The underlying motives, imbalances, and prejudices of mankind are always there in some members of any group, congregation or "cult" and they show themselves when the motives of peoples hearts disintegrate and their personal inadequacies, imbalances, and unresolved issues emerge to the surface and can no longer remain hidden or disguised. The "You can run , but you can't hide" from yourself theory holds some truth here. Their true agenda changes when they are seduced by lusts of the world, it's many greeds, and the narcissism and selfishnesses of some. (I am studying Proverbs chapters 1 to 6 now; so it may color this a little)
At times I was too naive and ill informed to see TWI's underbelly of deceitful (mostly) leadership. A lot of things hurt me and I questioned them mainly on the believing issues concerning Josh's healing. I was asked to leave as I didn't fit into their regimented agenda and would not give my son up to go Corp and to always be able to attend other functions. God lovingly walked me away and stays with me, teaches me, loves and counsels me. He has proven His word to me and Josh. In Him alone do I truly trust. Even when we were secluded the ten years after God has truly blessed and amazed me with His love and comfort and strength.

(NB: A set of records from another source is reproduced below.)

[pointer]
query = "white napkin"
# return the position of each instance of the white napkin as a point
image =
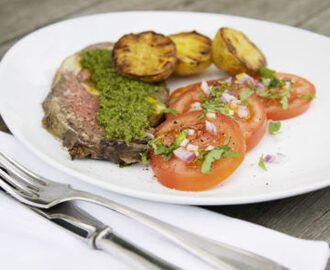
(27, 241)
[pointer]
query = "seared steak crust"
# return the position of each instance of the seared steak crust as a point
(70, 110)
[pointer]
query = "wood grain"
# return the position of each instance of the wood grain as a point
(306, 216)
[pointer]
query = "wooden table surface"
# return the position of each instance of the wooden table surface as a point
(306, 216)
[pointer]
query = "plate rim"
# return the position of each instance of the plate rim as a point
(166, 198)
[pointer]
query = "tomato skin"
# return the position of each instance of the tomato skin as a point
(253, 127)
(177, 174)
(297, 105)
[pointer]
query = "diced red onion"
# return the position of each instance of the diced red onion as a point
(184, 155)
(192, 147)
(210, 127)
(233, 93)
(260, 87)
(242, 111)
(184, 142)
(191, 131)
(245, 78)
(196, 106)
(205, 88)
(287, 84)
(209, 148)
(277, 158)
(211, 115)
(226, 97)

As hard as many of those years were for me they made me stronger than ever before and I learned from all the challenging times with people many useful life tools and lessens; which perhaps God knew that I needed in my arsenal of godly resources to continually grow and to endure through the rest of my life. Knowing myself,...I am sure that under LCM's reign, had I had more than tapes and magazines only; I would have had more direct exposure to TWI's underbelly and thus would not have stayed. That underbelly exists still. It merely manifests itself differently. When people never grow up right, and carry their damages and imbalances with them they surface eventually. TWI is an empty shell now and those who want to heal God will gently take their hands and walk them out; Perhaps, to be with us here at GreaseSpot Café! Thank You again Paw for this place and all the love you give to keep it available! As someone recently reminded me "What doesn't kill you, only makes you stronger"! Thank You!
It seems that we need to teach our children well so they can grow into healthy adults, this would help limit the amount of abominable leaders and others from cropping up with their destructive evils. If in our lives now we take away God's Word and God and apply it toward helping each other heal so that we don't get caught in the same snares they did and all the other snares set for us in this life; then perhaps the affects and effects inflicted by TWI or any other sources will be diminished and some even be demolished!